Nun gibt es ja in der Sozialhilfe auch Menschen, die nicht mehr in den Arbeitsmarkt vermittelbar sind – weil der Arbeitsmarkt sich wandelt, oder aus Alters- und gesundheitlichen Gründen. Wie wirkt sich denn das System von Leistung und Gegenleistung auf diese Personen aus?

Für dieses Problem gibt es wiederum verschiedene Zugänge. Einerseits haben wir eine Weiterbildungsoffensive lanciert, da Studien zeigen, dass bereits gut ausgebildete Menschen sich in der Tendenz stetig weiterbilden, während Geringqualifizierte sich weniger häufig um Weiterbildung bemühen. Dem möchten wir gerne entgegenwirken, gerade bei jungen Menschen.

Und die wachsende Gruppe der sogenannten Abgehängten?

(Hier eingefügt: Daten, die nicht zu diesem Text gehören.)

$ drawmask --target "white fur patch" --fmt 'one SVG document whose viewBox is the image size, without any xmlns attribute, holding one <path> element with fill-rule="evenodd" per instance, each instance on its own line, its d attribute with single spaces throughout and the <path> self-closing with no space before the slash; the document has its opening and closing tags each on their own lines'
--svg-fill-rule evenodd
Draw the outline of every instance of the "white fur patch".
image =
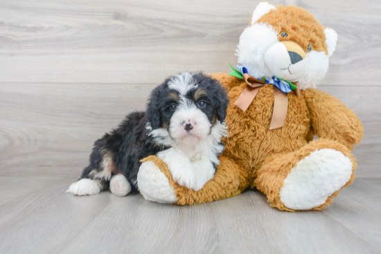
<svg viewBox="0 0 381 254">
<path fill-rule="evenodd" d="M 175 189 L 154 163 L 142 163 L 137 179 L 139 190 L 145 199 L 159 203 L 175 203 L 177 201 Z"/>
<path fill-rule="evenodd" d="M 312 50 L 307 53 L 308 68 L 305 74 L 299 79 L 299 88 L 316 88 L 327 74 L 329 57 L 324 51 Z"/>
<path fill-rule="evenodd" d="M 170 89 L 176 90 L 182 95 L 186 95 L 188 91 L 196 89 L 197 87 L 190 72 L 181 72 L 173 75 L 168 84 Z"/>
<path fill-rule="evenodd" d="M 112 153 L 104 150 L 102 152 L 103 158 L 100 162 L 100 170 L 91 170 L 89 176 L 92 179 L 99 179 L 103 180 L 109 180 L 112 173 L 114 171 L 114 164 Z"/>
<path fill-rule="evenodd" d="M 260 19 L 262 16 L 269 12 L 272 10 L 276 10 L 275 6 L 269 4 L 267 2 L 259 3 L 256 7 L 254 12 L 253 12 L 253 17 L 251 17 L 251 24 L 254 24 Z"/>
<path fill-rule="evenodd" d="M 86 196 L 99 193 L 102 188 L 100 183 L 98 180 L 92 180 L 83 178 L 71 184 L 67 193 L 71 193 L 78 196 Z"/>
<path fill-rule="evenodd" d="M 237 46 L 236 55 L 238 63 L 246 67 L 249 74 L 254 77 L 272 77 L 274 74 L 265 63 L 265 54 L 278 42 L 278 32 L 266 23 L 255 23 L 246 28 Z"/>
<path fill-rule="evenodd" d="M 131 192 L 131 184 L 122 174 L 111 177 L 110 190 L 119 197 L 124 197 Z"/>
<path fill-rule="evenodd" d="M 184 125 L 186 124 L 190 124 L 193 129 L 186 130 Z M 211 125 L 205 113 L 193 101 L 181 98 L 177 109 L 170 118 L 169 131 L 177 143 L 197 143 L 208 137 Z"/>
<path fill-rule="evenodd" d="M 265 3 L 261 3 L 260 5 L 263 3 L 265 6 L 266 6 Z M 278 39 L 279 32 L 281 31 L 276 31 L 267 23 L 256 23 L 245 28 L 241 34 L 236 55 L 238 57 L 238 63 L 246 67 L 249 74 L 251 76 L 259 79 L 263 77 L 272 78 L 274 75 L 282 76 L 281 73 L 275 73 L 276 71 L 272 70 L 272 66 L 274 64 L 272 65 L 269 63 L 271 66 L 268 66 L 265 61 L 266 52 L 272 46 L 279 42 Z M 332 56 L 336 48 L 337 35 L 331 28 L 326 28 L 324 32 L 326 32 L 326 43 L 328 45 L 328 55 L 326 55 L 325 52 L 312 50 L 307 53 L 305 59 L 294 64 L 294 66 L 290 67 L 292 77 L 285 77 L 287 75 L 285 74 L 285 79 L 291 79 L 292 80 L 290 81 L 298 81 L 301 90 L 316 88 L 327 73 L 329 67 L 329 57 Z M 276 56 L 278 54 L 274 55 Z M 288 61 L 287 50 L 283 55 Z M 278 58 L 274 57 L 274 59 L 276 61 L 279 57 L 278 55 Z M 280 61 L 283 60 L 280 59 Z M 301 68 L 303 67 L 301 66 L 302 62 L 305 62 L 303 63 L 305 64 L 304 68 Z M 278 65 L 276 65 L 277 68 L 275 68 L 276 70 L 281 68 L 287 68 L 287 66 L 283 66 L 283 64 L 279 64 L 281 66 L 278 68 Z"/>
<path fill-rule="evenodd" d="M 348 157 L 336 150 L 312 152 L 291 169 L 281 188 L 281 200 L 290 209 L 317 207 L 349 181 L 353 166 Z"/>
</svg>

Es ist schwierig auszumachen, ob sie wirklich wächst. Wir nehmen wahr, dass es eine Verschiebung gegeben hat von der Invalidenversicherung in die Sozialhilfe. Sobald die Invalidenversicherung restriktiver agiert, gibt es Menschen, die aus gesundheitlichen Gründen nicht arbeiten können und ohne eine IV auf Sozialhilfe angewiesen sind. Momentan wirkt der Arbeitskräfte- und Fachkräftemangel auf allen Stufen. Das führt auch dazu, dass wir im Moment abnehmende Sozialhilfezahlen haben. Aber es gibt Menschen, die es trotzdem nicht schaffen. Es gibt auch eine grosse Zahl junger Menschen mit psychischen Erkrankungen. Für sie muss die Sozialhilfe stärker gesellschaftlich und sozial integrierend wirken.

MARKUS KAUFMANN, 61, ist seit sechs Jahren Geschäftsführer der SKOS. Er wohnt in Köniz und hat an der Uni Fribourg Sozialarbeit und Soziologie studiert. Nach dem Studium war er über viele Jahre in der Jugendarbeit. Anschliessend übernahm er Funktionen in verschiedenen Organisationen im Gesundheitsbereich mit dem Schwerpunkt Gesundheitsförderung und Prävention.